Sadr's ministers will quit the Iraqi coalition government today. Can Bush’s precious Oil Law, a major hidden priority of pushing the “surge” plan on Iraq, be passed? Unlikely with crippled ministres and these conditions in the streets:
Bodies littered the street and body parts were found as far as 160 yards from the site of the explosion. Three buses of passengers were charred and storefronts lay in shambles.
At least 167 people were injured in the bombing, but the death toll was expected to increase because of still-unidentified bodies and serious injuries, said Saleem Kadhim, spokesman for the Karbala health directorate.

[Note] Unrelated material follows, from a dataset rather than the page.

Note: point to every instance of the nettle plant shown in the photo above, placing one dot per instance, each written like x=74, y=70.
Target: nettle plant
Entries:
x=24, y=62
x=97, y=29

As police and ambulances approached to carry away victims, angry residents shot at them, witnesses said. The police responded, firing bullets into the air to dissipate the angry crowd. As the bullets rained down, a child and elderly man were killed, witnesses said.
In Baghdad, the city was alive with mortar rounds, assassinations, gunfights and roadside bombs. At least 20 corpses, telling of sectarian violence, were reported. In the central city a car bomb detonated near Jadriyah bridge, a main thoroughfare, killing 8 and wounding 11.
Also Saturday the Islamic State of Iraq, a Sunni insurgent umbrella group dominated by al-Qaida, claimed it had kidnapped 20 Ministry of Interior employees in northeast Baghdad. A picture was posted with uniformed men in blindfolds.
They demanded the release of Sunnis from interior ministry prisoners and the officers who participated in the alleged rape of a woman in February.
In Karbala, a mob of hundreds of people let out collective frustration pelting police cars and ambulances with stones, rocking the cars.
Karim Hussein, 43, wept as he held his two dead sons. “Death to the governor,” he shouted. “I can’t understand. How did a car bomb get here to kill these people?”
An old man combed through the rubble searching for his wife.
“I can’t find her,” he cried. “I can’t find her.”
The angry crowd chanted “Betrayers,” in between outbursts of “Muqtada, Muqtada,” invoking the anti-American Shiite cleric Muqtada al-Sadr.
The centerpiece of the Bush-Petraeus "surge" plan is the fortified Iraqi police stations in Baghdad staffed with new joint postings of US and Iraqi troops. They're supposed to "eat, drink and sleep together," and this has been hailed as Petraeus' vaunted "classic counterinsurgency technique." Networks have done one hopeful piece after another about this key tactic. But today:
And in a rare gesture of dissent from America's partners in Baghdad, dozens of Iraqi policemen demonstrated in front of their station, accusing U.S. troops of treating them like "animals" and "slaves."
"Seems a setback," really? 289 dead on Saturday, 50 at least on Sunday doesn't look so good? Somebody warn John McCain.
By the way, the collapse of the Bush-Petraeus "Fort Apache" police station plan could have been foreseen earlier if CBS wouldn't force its best reporters to use blogs to relate prophetic, key news stories, keeping their scoops off the air.
Once inside the walls of the fortified police station of their students and supposed allies, no American soldier took off a single piece of protective gear. American sentries backed up the Iraqis on the gate and roof. Humvee drivers stayed with their vehicles.
A young sergeant was assigned to accompany myself and cameraman Mark LaGanga wherever we went. When I suggested that it was fine and the sergeant could take a break, he replied quietly; "No sir. I need to be with you. Wouldn't want to take the risk of you being kidnapped."
"In a police station?" I asked. "You're kidding."
"No sir," he replied, "I am not."
Let's send Katie Couric to Baghdad right now so this guy can give her a tour.